The top of the back dormer is one area I've been meaning to seal up. The carpenter crew has taped the outside of the sheathing, but it needs more air sealing. On the front dormer I just sprayed a butt load of "Great Stuff" caulk which looks ugly and I worry that it will open and crack with movement of the house. That is why I have used so much of the Prosoco Joint and Seam sealer cauking sealing most of the interior wall framing elsewhere in the house.

Here is how I have sealed the back dormer air gaps.

When you can see daylight, you know that there is an air gap.
Another view of the air gaps at the top of the dormer. Not a great photo, but you can still see the problem.

You can see the gap clearly here. 

The gaps at the top of the back dormer where the upstairs bathroom will be located were pretty large. I wanted to do a better job that just caulking with "Great Stuff". John cut some beveled polyiso foam boards for me that I was able to fit into these areas. I did bed the foam boards in "Great Stuff" foam so they are secured in place.

I like this solution to sealing gaps much better than just pure blobs of foam. It is a little fussy to do though.
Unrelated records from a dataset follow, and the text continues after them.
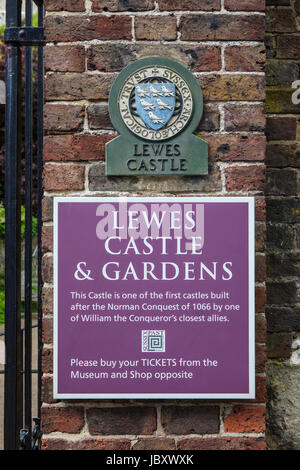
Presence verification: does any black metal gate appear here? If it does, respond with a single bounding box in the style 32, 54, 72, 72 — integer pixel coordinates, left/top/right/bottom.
2, 0, 44, 450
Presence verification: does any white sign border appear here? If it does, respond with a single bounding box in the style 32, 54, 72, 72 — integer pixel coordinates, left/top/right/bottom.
53, 196, 255, 400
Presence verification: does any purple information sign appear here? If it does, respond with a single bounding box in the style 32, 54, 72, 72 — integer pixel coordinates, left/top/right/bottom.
54, 197, 255, 399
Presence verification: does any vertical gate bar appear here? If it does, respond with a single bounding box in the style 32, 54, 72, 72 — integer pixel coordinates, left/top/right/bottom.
4, 0, 22, 450
25, 0, 33, 450
37, 2, 44, 418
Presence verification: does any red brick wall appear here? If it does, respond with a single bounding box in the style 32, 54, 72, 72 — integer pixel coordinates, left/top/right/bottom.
42, 0, 266, 450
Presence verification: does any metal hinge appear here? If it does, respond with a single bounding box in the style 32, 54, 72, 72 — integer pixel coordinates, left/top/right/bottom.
4, 26, 44, 46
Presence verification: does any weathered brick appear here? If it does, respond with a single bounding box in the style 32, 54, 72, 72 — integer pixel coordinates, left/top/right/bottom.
266, 168, 300, 196
44, 134, 116, 161
42, 438, 130, 450
45, 73, 115, 101
42, 406, 84, 434
87, 406, 156, 435
158, 0, 221, 11
266, 116, 297, 141
42, 225, 53, 253
134, 15, 177, 41
87, 103, 113, 129
224, 405, 265, 433
44, 103, 85, 133
224, 103, 266, 132
42, 286, 53, 315
42, 318, 53, 344
198, 74, 265, 101
44, 46, 85, 72
266, 59, 299, 86
225, 45, 266, 72
276, 35, 300, 59
42, 255, 53, 284
267, 333, 293, 359
87, 42, 221, 72
178, 437, 266, 450
225, 165, 265, 191
224, 0, 265, 11
267, 223, 295, 250
255, 224, 266, 251
45, 15, 131, 42
89, 163, 222, 193
266, 7, 297, 33
42, 348, 53, 374
43, 163, 85, 191
179, 14, 265, 41
205, 135, 266, 161
132, 437, 176, 450
255, 286, 266, 313
255, 254, 267, 282
92, 0, 155, 12
161, 406, 219, 434
44, 0, 85, 11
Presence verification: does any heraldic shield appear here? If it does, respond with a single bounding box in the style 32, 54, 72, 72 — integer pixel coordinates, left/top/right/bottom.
135, 83, 176, 131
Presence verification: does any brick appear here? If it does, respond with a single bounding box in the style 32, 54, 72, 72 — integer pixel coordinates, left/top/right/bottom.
224, 0, 265, 11
255, 286, 266, 313
225, 45, 266, 72
161, 406, 219, 434
42, 255, 53, 284
267, 223, 295, 250
179, 14, 265, 41
178, 437, 266, 450
42, 286, 53, 315
44, 103, 85, 133
224, 103, 266, 132
266, 306, 300, 333
87, 42, 221, 72
42, 406, 84, 434
43, 163, 85, 191
268, 197, 300, 224
225, 165, 265, 191
132, 437, 176, 450
134, 16, 177, 41
42, 318, 53, 344
44, 46, 85, 72
45, 73, 115, 101
198, 74, 265, 101
255, 344, 267, 374
255, 314, 267, 343
266, 7, 297, 34
44, 134, 116, 161
89, 163, 222, 194
45, 0, 85, 11
87, 103, 113, 129
87, 407, 156, 435
266, 59, 299, 86
92, 0, 155, 12
158, 0, 221, 11
41, 375, 59, 404
42, 196, 53, 222
266, 168, 300, 196
224, 406, 265, 433
42, 438, 130, 450
266, 116, 297, 140
267, 333, 293, 359
42, 225, 53, 253
205, 135, 265, 161
255, 196, 266, 222
276, 35, 300, 59
45, 15, 131, 42
42, 348, 53, 374
255, 224, 266, 251
255, 254, 266, 282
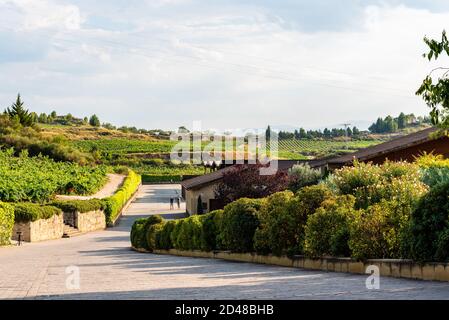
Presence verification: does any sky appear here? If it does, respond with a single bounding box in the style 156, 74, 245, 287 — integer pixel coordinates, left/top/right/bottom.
0, 0, 449, 130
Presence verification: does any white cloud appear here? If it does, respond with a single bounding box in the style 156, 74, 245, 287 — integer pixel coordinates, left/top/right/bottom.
0, 0, 449, 128
0, 0, 82, 30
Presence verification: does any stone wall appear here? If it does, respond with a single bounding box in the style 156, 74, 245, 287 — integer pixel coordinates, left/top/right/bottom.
150, 249, 449, 282
185, 183, 217, 215
75, 210, 106, 232
12, 214, 64, 242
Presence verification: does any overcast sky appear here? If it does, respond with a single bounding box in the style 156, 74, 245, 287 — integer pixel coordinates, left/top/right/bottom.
0, 0, 449, 129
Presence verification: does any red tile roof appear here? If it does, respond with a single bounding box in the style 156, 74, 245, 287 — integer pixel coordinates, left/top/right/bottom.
328, 127, 438, 164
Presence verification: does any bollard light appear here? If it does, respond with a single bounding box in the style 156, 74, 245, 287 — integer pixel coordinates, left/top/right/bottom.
17, 231, 22, 246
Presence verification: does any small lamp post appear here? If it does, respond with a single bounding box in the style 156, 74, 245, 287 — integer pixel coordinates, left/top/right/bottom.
17, 231, 22, 246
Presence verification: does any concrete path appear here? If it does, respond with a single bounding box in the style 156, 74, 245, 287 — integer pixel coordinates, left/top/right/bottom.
56, 173, 126, 200
0, 185, 449, 299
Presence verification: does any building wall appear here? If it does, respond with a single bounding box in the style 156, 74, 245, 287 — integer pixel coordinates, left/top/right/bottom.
185, 183, 217, 215
329, 136, 449, 170
370, 137, 449, 163
76, 210, 106, 232
12, 214, 64, 242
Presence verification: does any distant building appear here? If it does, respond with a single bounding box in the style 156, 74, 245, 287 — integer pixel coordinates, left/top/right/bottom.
181, 128, 449, 215
181, 160, 325, 215
327, 127, 449, 170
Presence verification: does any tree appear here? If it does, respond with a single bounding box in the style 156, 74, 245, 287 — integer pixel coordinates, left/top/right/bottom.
89, 114, 100, 127
416, 31, 449, 128
178, 126, 190, 133
265, 125, 271, 141
215, 164, 289, 203
398, 112, 407, 129
37, 113, 48, 123
196, 196, 204, 214
5, 93, 33, 127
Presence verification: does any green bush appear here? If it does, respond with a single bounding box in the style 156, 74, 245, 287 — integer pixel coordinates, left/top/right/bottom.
326, 161, 428, 209
200, 210, 223, 251
0, 202, 14, 246
130, 215, 164, 250
349, 200, 412, 260
220, 198, 264, 252
408, 183, 449, 261
174, 215, 202, 250
103, 170, 142, 225
156, 220, 176, 250
254, 185, 332, 255
254, 191, 297, 255
288, 164, 323, 192
304, 195, 357, 257
130, 218, 147, 249
50, 199, 105, 213
170, 219, 184, 248
14, 202, 62, 222
146, 217, 165, 251
142, 174, 182, 183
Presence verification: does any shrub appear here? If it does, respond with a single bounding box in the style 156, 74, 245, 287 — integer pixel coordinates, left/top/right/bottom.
50, 199, 104, 213
104, 170, 142, 225
174, 215, 202, 250
408, 183, 449, 261
416, 154, 449, 188
326, 161, 427, 209
200, 210, 223, 251
130, 215, 164, 250
130, 218, 147, 249
145, 216, 165, 251
14, 202, 62, 222
254, 191, 296, 255
220, 198, 264, 252
170, 219, 184, 248
349, 200, 411, 260
0, 202, 14, 246
304, 195, 357, 257
156, 220, 176, 250
254, 185, 332, 255
288, 163, 323, 192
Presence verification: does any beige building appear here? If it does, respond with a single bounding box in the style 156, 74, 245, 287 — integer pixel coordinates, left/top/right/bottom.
181, 166, 232, 215
181, 160, 316, 215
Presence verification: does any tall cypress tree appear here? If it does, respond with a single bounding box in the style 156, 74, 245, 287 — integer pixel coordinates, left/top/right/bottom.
5, 93, 33, 126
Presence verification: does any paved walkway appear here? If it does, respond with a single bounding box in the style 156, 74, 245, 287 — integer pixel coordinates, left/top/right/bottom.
0, 185, 449, 299
56, 173, 126, 200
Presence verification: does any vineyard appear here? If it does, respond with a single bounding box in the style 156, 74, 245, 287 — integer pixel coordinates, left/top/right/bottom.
0, 149, 107, 202
72, 139, 176, 154
278, 139, 381, 160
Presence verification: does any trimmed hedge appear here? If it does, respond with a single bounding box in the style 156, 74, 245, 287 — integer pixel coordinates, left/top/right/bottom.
142, 174, 182, 183
220, 198, 265, 252
156, 220, 176, 250
130, 215, 164, 251
0, 202, 14, 246
304, 195, 357, 257
50, 199, 105, 213
144, 216, 164, 251
130, 218, 147, 249
103, 170, 142, 225
254, 185, 332, 256
408, 183, 449, 261
200, 210, 223, 251
173, 215, 201, 250
14, 202, 62, 222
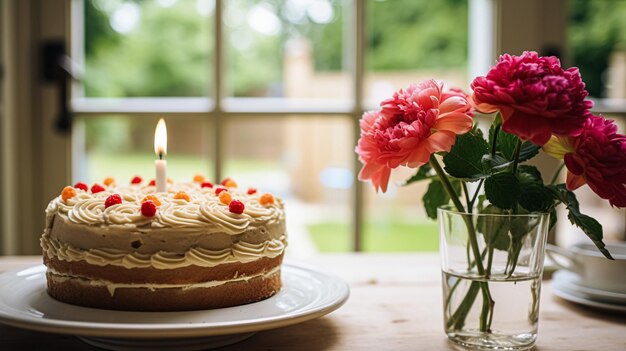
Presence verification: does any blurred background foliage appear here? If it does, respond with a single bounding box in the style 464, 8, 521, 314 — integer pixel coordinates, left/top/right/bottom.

If John didn't have his shop right here with a table saw capable of beveling the edges and a radial arm saw making it easy to cut stuff to length, I think I would have gone with the blobs of foam solution.

I will probably tape the top side of the foam boards to ensure that they are well sealed to the framing.
Much better, don't you think?

Caulker's Elbow

As you know, I am the Air Sealing Specialist at John's new house. That duty entails overseeing any possible area of air infiltration or exfiltration that could occur in the building. It's a really tough, thankless job. It is also a high risk occupation for injury. I now have "Caulker's Elbow".

Caulker's elbow is an overuse injury from compressing too many tubes of caulk or joint sealer with your arms awkwardly twisted to reach distant areas of framing. The pain from Caulker's Elbow is localized to the lateral epicondyle which also happens to be the same area affected in tennis elbow. The major difference is that tennis elbow occurs during a leisure activity while Caulker's Elbow comes from a serious occupational duty.
Photo from Harvard Medical School Patient Education Center accessed on 9-2-13.

Research suggests that one of the most effective treatments for Caulker's elbow or lateral epicondylitis is rest. But no decent Air Sealing Specialist can take that option during the home building phase, especially when the framing is still accessible. So we continue to squeeze that caulk gun and smear that caulk and joint sealer without regard to our own health - looking only to the future benefits of air sealing. Self sacrifice and perseverance are major job requirements of the Air Sealing Specialist and I am up to the task.